1

I have scrapy and scrapyd installed on a debian machine. I log in to this server using a ssh-tunnel. I then start scrapyd by going: scrapyd

Scrapyd starts up fine and I then open up another ssh-tunnel to the server and schedule my spider with: curl localhost:6800/schedule.json -d project=myproject -d spider=myspider

The spider runs nicely and everything is fine.

The problem is that scrapyd stops running when I quit the session where I started up scrapyd.

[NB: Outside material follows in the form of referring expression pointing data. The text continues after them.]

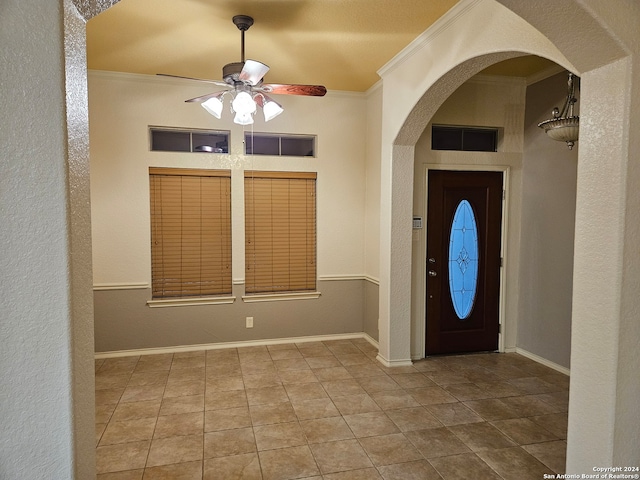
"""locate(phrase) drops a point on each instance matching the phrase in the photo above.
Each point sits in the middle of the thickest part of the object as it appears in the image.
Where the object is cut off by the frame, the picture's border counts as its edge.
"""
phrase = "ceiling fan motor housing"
(231, 72)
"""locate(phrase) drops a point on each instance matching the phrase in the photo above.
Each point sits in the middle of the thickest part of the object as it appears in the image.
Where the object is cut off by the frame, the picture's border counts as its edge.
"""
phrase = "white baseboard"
(247, 343)
(543, 361)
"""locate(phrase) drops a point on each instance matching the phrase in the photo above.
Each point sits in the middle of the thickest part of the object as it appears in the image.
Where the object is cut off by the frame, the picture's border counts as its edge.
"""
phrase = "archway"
(601, 430)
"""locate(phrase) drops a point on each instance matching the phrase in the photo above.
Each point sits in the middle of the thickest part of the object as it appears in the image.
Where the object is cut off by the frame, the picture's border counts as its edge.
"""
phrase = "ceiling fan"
(244, 82)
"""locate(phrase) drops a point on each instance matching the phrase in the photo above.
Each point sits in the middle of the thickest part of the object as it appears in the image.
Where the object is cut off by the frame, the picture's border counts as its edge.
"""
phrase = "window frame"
(215, 268)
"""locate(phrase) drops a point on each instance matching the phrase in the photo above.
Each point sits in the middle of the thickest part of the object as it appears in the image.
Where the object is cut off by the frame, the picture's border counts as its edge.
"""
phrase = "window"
(280, 232)
(190, 232)
(181, 140)
(280, 145)
(469, 139)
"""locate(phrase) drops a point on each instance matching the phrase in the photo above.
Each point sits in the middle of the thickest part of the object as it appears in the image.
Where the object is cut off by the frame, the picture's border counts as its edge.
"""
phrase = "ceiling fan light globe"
(243, 119)
(243, 104)
(271, 110)
(213, 106)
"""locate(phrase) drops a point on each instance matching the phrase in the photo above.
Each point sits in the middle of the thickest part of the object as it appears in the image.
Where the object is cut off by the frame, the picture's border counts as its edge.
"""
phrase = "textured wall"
(548, 225)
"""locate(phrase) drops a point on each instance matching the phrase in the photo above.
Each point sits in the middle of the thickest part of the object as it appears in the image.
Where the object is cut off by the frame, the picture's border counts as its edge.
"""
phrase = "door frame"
(419, 306)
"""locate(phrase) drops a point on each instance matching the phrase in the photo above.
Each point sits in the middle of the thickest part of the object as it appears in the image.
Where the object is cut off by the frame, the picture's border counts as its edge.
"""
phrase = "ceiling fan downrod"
(243, 22)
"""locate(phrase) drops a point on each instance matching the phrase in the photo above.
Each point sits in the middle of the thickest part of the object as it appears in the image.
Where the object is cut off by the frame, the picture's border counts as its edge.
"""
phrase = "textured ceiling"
(337, 43)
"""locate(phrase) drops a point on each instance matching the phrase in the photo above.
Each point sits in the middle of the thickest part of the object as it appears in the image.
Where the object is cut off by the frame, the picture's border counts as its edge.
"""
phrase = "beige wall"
(489, 102)
(121, 109)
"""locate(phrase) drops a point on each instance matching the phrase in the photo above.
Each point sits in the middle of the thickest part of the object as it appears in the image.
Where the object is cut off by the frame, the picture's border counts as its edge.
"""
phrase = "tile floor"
(327, 411)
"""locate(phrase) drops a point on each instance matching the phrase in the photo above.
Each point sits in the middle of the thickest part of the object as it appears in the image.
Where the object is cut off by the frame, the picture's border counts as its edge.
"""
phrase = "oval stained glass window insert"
(463, 260)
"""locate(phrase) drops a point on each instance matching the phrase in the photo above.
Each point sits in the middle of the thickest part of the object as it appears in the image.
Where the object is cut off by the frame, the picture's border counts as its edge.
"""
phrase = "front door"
(464, 218)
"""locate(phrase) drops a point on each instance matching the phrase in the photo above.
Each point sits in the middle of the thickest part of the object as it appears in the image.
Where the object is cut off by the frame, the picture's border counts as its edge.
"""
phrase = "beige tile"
(354, 404)
(178, 471)
(190, 362)
(498, 389)
(223, 370)
(285, 354)
(128, 431)
(121, 457)
(412, 380)
(257, 366)
(224, 384)
(291, 364)
(181, 424)
(214, 400)
(436, 442)
(288, 463)
(326, 430)
(363, 474)
(390, 449)
(229, 442)
(136, 410)
(313, 349)
(128, 475)
(279, 435)
(149, 378)
(235, 467)
(431, 395)
(514, 464)
(104, 412)
(340, 456)
(378, 383)
(552, 454)
(467, 391)
(266, 395)
(167, 451)
(142, 394)
(364, 370)
(492, 409)
(465, 466)
(419, 470)
(453, 414)
(186, 374)
(109, 395)
(394, 399)
(272, 413)
(371, 424)
(338, 388)
(555, 423)
(294, 377)
(226, 419)
(270, 379)
(305, 391)
(185, 388)
(416, 418)
(315, 408)
(533, 385)
(481, 436)
(185, 404)
(353, 359)
(443, 379)
(523, 431)
(331, 373)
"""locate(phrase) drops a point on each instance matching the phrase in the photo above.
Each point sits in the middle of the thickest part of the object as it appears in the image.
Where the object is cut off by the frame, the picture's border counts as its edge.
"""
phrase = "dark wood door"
(464, 218)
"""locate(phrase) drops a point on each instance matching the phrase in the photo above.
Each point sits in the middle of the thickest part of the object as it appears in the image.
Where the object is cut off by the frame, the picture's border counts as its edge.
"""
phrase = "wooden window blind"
(190, 232)
(280, 232)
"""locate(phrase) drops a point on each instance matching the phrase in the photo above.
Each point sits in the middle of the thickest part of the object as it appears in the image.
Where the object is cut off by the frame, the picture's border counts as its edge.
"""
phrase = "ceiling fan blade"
(283, 89)
(215, 82)
(252, 72)
(204, 98)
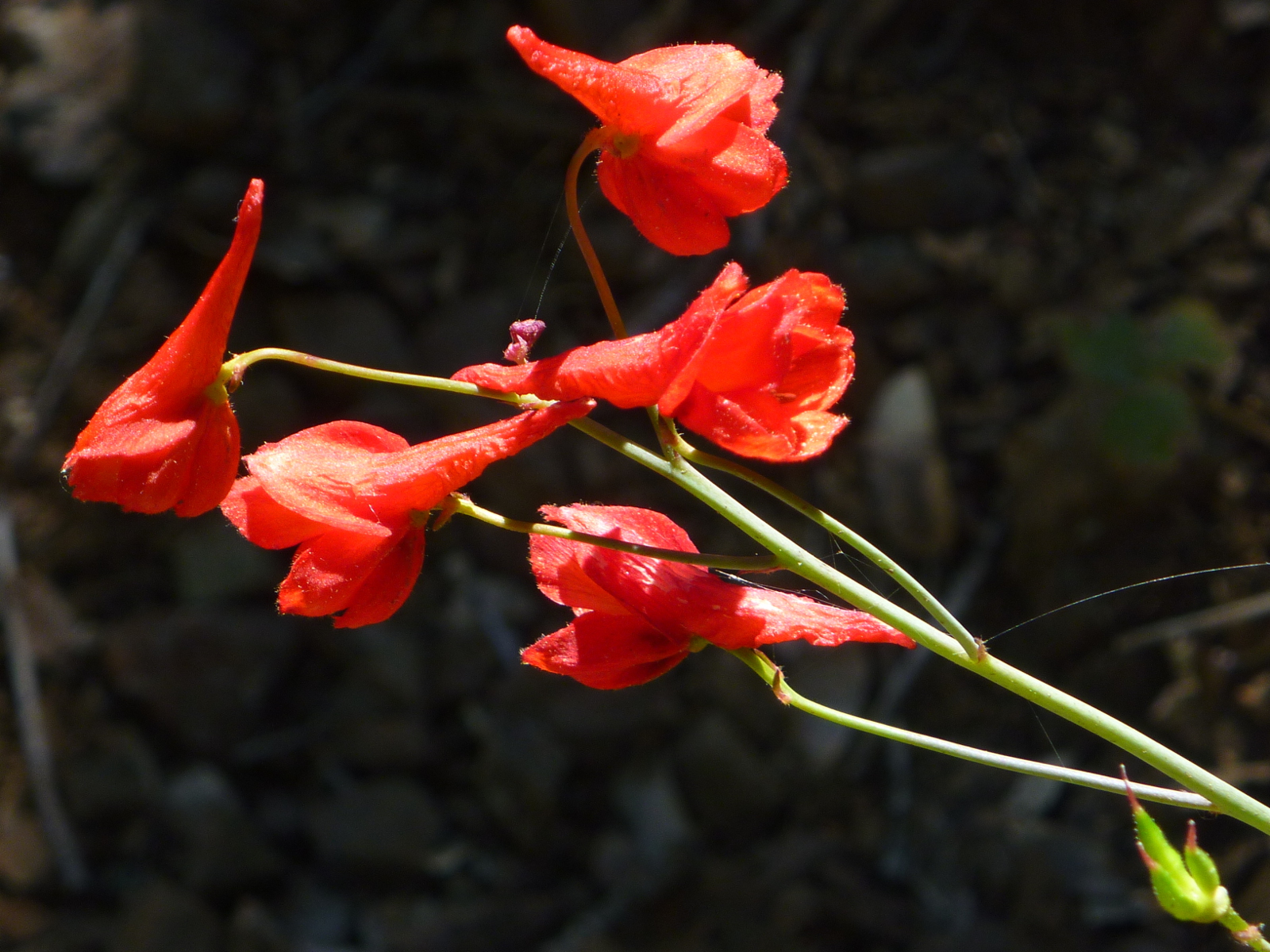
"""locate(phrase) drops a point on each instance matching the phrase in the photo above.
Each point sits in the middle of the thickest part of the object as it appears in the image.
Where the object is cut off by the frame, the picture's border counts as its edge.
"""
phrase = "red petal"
(419, 478)
(737, 167)
(158, 442)
(645, 527)
(628, 99)
(190, 359)
(666, 205)
(264, 520)
(214, 463)
(387, 585)
(560, 575)
(575, 574)
(606, 651)
(328, 570)
(629, 372)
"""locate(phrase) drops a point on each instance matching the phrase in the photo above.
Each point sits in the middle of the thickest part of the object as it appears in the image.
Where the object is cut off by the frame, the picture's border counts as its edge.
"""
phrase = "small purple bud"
(524, 334)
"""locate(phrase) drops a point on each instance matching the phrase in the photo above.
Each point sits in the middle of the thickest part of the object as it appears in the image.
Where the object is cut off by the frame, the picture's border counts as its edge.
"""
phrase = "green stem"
(775, 678)
(1244, 933)
(233, 370)
(1225, 797)
(465, 507)
(852, 539)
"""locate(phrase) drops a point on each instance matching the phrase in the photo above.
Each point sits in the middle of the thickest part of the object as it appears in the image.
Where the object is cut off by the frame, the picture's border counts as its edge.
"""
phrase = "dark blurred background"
(1054, 232)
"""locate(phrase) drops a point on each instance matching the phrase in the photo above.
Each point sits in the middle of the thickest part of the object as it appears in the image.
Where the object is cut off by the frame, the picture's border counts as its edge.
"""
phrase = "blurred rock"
(887, 272)
(55, 631)
(521, 767)
(380, 831)
(837, 678)
(25, 860)
(114, 777)
(64, 105)
(486, 924)
(318, 917)
(933, 187)
(729, 785)
(1225, 198)
(190, 84)
(906, 467)
(215, 564)
(219, 850)
(653, 806)
(202, 677)
(164, 918)
(352, 328)
(253, 928)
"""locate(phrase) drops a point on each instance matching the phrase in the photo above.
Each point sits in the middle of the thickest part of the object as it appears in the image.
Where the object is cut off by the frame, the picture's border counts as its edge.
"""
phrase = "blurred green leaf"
(1187, 336)
(1147, 422)
(1133, 374)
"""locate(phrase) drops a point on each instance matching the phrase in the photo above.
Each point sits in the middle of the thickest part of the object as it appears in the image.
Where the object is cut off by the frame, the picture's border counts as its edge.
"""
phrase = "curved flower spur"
(683, 135)
(638, 617)
(755, 372)
(355, 498)
(167, 438)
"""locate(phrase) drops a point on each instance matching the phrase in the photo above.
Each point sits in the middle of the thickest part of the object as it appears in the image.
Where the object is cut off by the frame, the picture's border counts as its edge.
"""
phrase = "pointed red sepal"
(167, 438)
(638, 617)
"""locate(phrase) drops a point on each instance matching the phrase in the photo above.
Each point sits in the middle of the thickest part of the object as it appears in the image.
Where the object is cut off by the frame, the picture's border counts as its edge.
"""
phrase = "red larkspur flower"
(168, 438)
(355, 497)
(687, 146)
(755, 372)
(637, 616)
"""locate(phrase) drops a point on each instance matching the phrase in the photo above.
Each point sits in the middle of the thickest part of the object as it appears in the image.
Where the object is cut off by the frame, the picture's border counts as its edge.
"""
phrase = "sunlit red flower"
(355, 498)
(637, 616)
(687, 145)
(168, 438)
(755, 372)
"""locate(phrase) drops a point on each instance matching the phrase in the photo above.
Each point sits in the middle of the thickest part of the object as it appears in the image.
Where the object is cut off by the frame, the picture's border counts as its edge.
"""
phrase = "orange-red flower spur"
(755, 372)
(686, 146)
(168, 438)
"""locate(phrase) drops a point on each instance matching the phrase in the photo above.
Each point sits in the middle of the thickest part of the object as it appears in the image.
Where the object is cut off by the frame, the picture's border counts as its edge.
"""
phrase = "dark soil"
(996, 183)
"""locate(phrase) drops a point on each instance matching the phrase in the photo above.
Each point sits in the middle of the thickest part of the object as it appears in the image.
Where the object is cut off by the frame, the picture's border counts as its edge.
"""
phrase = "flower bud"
(1187, 889)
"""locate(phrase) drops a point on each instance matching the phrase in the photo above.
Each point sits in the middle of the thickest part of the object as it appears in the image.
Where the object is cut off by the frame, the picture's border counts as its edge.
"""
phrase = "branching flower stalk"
(753, 370)
(1218, 793)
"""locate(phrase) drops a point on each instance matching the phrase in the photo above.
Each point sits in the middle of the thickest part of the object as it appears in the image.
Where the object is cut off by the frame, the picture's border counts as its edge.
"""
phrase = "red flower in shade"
(355, 498)
(638, 616)
(167, 438)
(686, 148)
(756, 374)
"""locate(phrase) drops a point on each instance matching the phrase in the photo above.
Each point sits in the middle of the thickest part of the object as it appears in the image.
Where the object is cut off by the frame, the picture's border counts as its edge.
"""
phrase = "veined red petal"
(387, 585)
(264, 520)
(664, 203)
(702, 79)
(329, 474)
(662, 606)
(214, 461)
(629, 99)
(606, 651)
(159, 441)
(741, 616)
(328, 570)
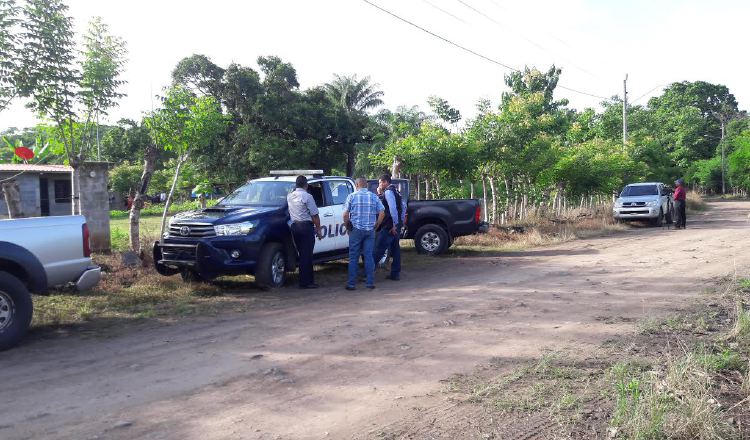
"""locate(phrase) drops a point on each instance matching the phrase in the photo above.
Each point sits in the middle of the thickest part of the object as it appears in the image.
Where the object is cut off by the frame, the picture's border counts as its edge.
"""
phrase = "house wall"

This prevents me from using cron to schdedule spiders with scrapyd since scrapyd isn't running when the cronjob is launched.

My simple question is: How do I keep scrapyd running so that it doesn't shut down when I quit the ssh session.

user1009453
  • 707
  • 2
  • 11
  • 28

3 Answers3

1

Run it in a screen session:

$ screen
$ scrapyd

# hit ctrl-a, then d to detach from that screen

$ screen -r # to re-attach to your scrapyd process
user2926055
  • 1,963
  • 11
  • 10
  • scrapyd is designed to run as a daemon. Screen is not appropriate solution. – Frederic Bazin Apr 01 '14 at 12:20
  • I agree here with @FredericBazin. If scrapyd shuts down or crashes it will not restart. This "hack" is ok for the short term, but I would use this method in a production environment. – Sam Texas Nov 12 '15 at 00:15
1

You might consider launching scrapyd with supervisor.

And there is a good .conf script available as a gist here: https://github.com/JallyHe/scrapyd/blob/master/supervisord.conf

Sam Texas
  • 1,245
  • 14
  • 30
0

How about ? $ sudo service scrapyd start

Frederic Bazin
  • 1,530
  • 12
  • 27